Netzkolumne:Geschichte von morgen

Netzkolumne: Wenn der Untergang ausgemachte Sache ist, gilt es nun also, zu retten, was noch zu retten ist bei Twitter.

Wenn der Untergang ausgemachte Sache ist, gilt es nun also, zu retten, was noch zu retten ist bei Twitter.

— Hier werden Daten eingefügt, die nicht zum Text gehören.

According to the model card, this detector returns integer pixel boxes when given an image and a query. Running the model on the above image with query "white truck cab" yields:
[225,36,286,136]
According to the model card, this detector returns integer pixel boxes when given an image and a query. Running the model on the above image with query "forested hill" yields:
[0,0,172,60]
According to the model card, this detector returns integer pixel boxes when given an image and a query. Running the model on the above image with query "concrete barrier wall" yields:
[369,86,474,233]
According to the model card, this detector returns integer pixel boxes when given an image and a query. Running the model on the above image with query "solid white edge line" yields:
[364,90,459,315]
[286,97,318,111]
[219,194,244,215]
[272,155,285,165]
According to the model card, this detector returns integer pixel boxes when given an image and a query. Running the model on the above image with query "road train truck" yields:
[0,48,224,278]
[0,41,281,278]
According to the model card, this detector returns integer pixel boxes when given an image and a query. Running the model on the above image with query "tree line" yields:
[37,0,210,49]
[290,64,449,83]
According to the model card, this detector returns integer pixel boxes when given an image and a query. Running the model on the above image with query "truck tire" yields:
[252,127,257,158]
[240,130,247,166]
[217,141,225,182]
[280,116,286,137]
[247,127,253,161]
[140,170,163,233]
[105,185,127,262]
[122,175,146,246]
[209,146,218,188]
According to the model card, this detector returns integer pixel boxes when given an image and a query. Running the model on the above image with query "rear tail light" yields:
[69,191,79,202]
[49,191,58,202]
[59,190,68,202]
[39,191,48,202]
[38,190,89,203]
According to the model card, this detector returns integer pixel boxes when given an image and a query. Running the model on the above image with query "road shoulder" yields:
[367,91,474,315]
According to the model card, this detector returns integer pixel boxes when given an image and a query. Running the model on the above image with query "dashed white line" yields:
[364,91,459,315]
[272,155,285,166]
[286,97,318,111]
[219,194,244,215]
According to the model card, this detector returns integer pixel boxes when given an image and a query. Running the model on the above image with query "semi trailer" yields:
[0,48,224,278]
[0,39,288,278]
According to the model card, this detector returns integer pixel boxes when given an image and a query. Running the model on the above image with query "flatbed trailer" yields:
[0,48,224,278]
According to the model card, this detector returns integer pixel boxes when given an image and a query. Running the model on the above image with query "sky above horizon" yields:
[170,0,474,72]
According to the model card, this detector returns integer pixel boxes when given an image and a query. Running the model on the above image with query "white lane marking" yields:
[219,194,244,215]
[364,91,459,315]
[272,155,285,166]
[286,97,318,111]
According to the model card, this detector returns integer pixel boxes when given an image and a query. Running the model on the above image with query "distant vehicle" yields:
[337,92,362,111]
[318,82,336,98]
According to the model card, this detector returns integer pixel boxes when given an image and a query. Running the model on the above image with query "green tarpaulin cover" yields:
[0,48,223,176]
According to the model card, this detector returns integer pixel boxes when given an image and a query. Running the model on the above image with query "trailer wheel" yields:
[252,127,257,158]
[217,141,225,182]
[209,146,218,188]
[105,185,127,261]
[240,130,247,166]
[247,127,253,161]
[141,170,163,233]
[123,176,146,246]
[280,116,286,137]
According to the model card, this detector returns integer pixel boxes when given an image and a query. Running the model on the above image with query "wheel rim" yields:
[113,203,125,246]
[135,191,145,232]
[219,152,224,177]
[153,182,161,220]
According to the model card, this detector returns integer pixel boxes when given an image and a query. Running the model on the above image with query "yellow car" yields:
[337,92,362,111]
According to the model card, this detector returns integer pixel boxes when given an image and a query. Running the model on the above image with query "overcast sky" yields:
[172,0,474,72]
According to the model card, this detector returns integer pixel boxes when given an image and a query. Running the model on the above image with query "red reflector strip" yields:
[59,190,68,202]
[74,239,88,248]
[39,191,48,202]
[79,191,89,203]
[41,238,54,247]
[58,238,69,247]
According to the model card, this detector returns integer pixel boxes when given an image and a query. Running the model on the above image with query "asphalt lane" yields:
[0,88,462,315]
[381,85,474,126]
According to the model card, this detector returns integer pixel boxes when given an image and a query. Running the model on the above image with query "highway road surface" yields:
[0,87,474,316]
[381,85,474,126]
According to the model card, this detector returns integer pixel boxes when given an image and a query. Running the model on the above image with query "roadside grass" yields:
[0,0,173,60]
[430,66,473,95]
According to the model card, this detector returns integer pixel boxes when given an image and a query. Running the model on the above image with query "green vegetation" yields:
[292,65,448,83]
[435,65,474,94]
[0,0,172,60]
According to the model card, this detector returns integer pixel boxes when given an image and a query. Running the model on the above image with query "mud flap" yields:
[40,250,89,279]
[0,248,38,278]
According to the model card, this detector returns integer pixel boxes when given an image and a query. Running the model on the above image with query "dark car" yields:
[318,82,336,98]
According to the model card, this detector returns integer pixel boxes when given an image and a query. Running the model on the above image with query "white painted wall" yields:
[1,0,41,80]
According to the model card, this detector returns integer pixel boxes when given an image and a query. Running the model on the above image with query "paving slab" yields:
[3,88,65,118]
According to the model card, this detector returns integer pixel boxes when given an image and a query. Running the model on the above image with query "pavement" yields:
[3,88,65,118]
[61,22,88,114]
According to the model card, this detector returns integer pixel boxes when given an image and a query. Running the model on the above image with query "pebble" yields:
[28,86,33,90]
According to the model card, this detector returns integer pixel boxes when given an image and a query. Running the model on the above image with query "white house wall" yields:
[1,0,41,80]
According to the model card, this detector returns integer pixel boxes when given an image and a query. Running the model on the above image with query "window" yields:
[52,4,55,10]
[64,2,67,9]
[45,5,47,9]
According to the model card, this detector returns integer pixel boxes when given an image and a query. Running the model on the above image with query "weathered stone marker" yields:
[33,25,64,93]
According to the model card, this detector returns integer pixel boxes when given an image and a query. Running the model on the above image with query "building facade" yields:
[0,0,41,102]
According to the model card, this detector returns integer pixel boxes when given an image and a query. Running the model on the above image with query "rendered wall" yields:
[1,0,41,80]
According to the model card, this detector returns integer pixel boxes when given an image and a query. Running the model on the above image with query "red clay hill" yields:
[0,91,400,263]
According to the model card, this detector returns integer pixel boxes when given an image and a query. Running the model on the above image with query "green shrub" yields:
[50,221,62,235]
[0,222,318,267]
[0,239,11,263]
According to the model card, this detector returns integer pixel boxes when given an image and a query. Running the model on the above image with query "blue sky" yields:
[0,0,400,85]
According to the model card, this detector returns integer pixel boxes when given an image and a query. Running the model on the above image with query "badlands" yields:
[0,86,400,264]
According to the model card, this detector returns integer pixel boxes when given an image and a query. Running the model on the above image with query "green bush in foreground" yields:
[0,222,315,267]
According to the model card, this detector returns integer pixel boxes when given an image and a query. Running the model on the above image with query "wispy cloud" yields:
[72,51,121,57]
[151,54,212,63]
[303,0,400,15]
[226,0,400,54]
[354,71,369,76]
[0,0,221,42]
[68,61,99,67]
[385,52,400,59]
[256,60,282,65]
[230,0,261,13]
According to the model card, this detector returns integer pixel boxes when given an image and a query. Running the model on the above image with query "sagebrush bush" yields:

(Foto: Emmanuel Dunand/AFP)

Warum alte Tweets für Historiker wichtig wären, ihre professionelle Archivierung aber kaum möglich ist, zumal unter Twitter-Neubesitzer Elon Musk.

Von Michael Moorstedt

Die Stimmung auf Twitter hat sich gewandelt. Nach den Weltuntergangsszenarien, die in den vergangenen drei Wochen mit viel Liebe zum Detail ausgemalt wurden, erinnert das öffentliche Sentiment eher an eine Totenwache. Die Nachrufe sind schon geschrieben, und wie üblich hat die Verklärung bereits begonnen. Was war Twitter? Ein "Marktplatz der Meinungen", wie der neue Eigentümer es ausdrückte? Oder eher eine lokale "Absturzkneipe", wie es ein Nutzer schrieb, in der "einem entweder der Geldbeutel geklaut wird oder man die Liebe seines Lebens findet".

Fragt man Psychologen, dann erklären sie die Zeit der Trauer gerne mit einem Fünf-Phasen-Modell, bestehend aus Verleugnung, Wut, Verhandeln, Depression und Akzeptanz. Auf Twitter vollziehen sich die verschiedenen Stimmungen wenig verwunderlich im Schnelldurchlauf. Sprache und Kommunikation waren hier schließlich schon immer schneller und aggressiver als anderswo. Das Medium formte die Botschaft.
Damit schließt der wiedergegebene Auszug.